From the start, the Ontario Federation of Labour (OFL) raised concerns about the OMIP program for undermining private sector wages, while the CFAW sought assurances that the Guelph abattoir would not operate if a strike was declared at a "parent industry" company. In 1975, the MCS signed a ten-year contract with Essex Packers Limited. At the time, Essex Packers was suffering from significant financial issues, and its annual losses allowed it significant income tax rebates and other government support. The program was fraught with management issues, as it was soon found that prisoners were concentrated among the least desirable abattoir jobs, and were not clearly represented in the in-house employee council at the company. In November 1975, Essex Packers went bankrupt. By March 1976, however, the abattoir had new management in the form of the Guelph Beef Centre Incorporated, and was managed by Bernard deJonge, of the deJonge meatpacking business family.

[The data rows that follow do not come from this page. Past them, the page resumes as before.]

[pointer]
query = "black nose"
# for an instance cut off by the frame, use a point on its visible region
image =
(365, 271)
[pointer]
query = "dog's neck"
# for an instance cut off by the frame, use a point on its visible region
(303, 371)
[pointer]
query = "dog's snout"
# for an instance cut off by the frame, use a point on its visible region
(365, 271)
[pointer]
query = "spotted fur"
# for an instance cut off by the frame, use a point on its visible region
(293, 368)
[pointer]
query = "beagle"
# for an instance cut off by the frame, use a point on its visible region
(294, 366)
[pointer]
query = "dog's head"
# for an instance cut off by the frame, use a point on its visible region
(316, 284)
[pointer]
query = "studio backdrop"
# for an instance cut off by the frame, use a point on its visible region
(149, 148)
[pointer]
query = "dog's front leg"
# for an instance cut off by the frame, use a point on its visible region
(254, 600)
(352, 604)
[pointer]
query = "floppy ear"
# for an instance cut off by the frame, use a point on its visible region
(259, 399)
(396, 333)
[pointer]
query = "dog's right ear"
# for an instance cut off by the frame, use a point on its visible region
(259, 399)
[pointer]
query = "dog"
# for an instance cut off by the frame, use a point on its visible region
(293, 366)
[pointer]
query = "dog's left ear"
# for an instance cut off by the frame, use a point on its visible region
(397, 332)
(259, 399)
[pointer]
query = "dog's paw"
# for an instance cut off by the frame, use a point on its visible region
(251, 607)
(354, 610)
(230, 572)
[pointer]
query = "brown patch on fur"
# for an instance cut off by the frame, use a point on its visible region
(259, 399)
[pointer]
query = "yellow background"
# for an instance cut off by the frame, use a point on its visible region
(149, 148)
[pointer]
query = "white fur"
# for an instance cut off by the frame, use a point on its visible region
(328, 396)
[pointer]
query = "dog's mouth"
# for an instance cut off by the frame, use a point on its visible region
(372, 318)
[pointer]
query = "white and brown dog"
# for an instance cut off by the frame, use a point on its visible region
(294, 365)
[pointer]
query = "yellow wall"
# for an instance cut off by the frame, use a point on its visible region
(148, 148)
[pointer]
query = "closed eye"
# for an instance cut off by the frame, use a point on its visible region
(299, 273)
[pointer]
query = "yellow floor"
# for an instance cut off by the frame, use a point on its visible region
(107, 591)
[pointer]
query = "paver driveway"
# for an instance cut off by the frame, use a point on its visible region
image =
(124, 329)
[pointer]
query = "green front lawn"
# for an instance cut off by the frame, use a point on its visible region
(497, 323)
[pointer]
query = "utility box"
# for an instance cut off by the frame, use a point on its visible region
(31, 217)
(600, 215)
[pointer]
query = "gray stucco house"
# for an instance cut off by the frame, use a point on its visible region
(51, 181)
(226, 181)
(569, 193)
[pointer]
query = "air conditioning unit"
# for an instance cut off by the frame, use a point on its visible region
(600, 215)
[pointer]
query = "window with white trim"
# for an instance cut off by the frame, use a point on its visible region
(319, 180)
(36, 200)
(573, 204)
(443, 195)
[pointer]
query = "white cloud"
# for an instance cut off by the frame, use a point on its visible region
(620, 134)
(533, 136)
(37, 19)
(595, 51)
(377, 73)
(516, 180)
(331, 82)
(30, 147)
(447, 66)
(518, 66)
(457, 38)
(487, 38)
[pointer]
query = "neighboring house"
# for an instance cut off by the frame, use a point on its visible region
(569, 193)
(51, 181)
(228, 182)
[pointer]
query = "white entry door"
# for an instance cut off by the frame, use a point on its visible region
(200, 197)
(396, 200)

By the beginning of 1977, CFAW organizing efforts were underway, and an application for recognition was sent to the Ontario Labour Relations Board (OLRB). There was no legal precedent for the unionization of prisoners in Canada, so OLRB deliberations were slow, but informed by parallel efforts toward prisoner unionization in the United States. Ultimately, the OLRB found prisoner-workers at the Guelph Beef Centre to be both eligible for coverage under the Ontario Labour Relations Act and to be employees of the Guelph Beef Centre, making them able to petition for union recognition. As a result, the union was certified, and noted as being the "first bargaining unit in Canada and possibly North America to represent both inmate and civilian employees." Ultimately, The CAFW Local 240 presence at the plant would outlast the prisoner workforce there (as well as the CAFW itself as an independent organization), as by the 1990s the OMIP had become virtually defunct and prisoners were no longer mentioned in any collective agreements signed under the CAFW's successor, the UFCW.

===Merger and legacy===
The CFAW's unofficial founder, Fred Dowling, had retired in 1972, but his successor as president, Romeo Mathieu, guided the CFAW through its merger with the Retail Clerks International Union (RCIU) into what would become the UFCW in 1979. Afterward, Mathieu became the UFCW's international vice-president, as well as the director of UFCW Region 18, which represented the former CFAW membership, alongside Clifford R. Evans, who represented the former RCIU members in Region 19. Mathieu retired in 1983. In the 1980s, amid rising Canadian nationalism in the labour movement, the Canadian Auto Workers (CAW) formed as a split from the United Auto Workers (UAW) and began campaigning for a process to exist for Canadian sections to leave their international bodies and become independent or merge with Canadian unions. In March 1987, Richard Cashin, the FFAW (then UFCW Local 1252) president, negotiated an agreement for the local to leave the UFCW and join the CAW. This was followed in 1988 with the merger of Regions 18 and 19 of the UFCW, eliminating some of the last traces of the CFAW's existence.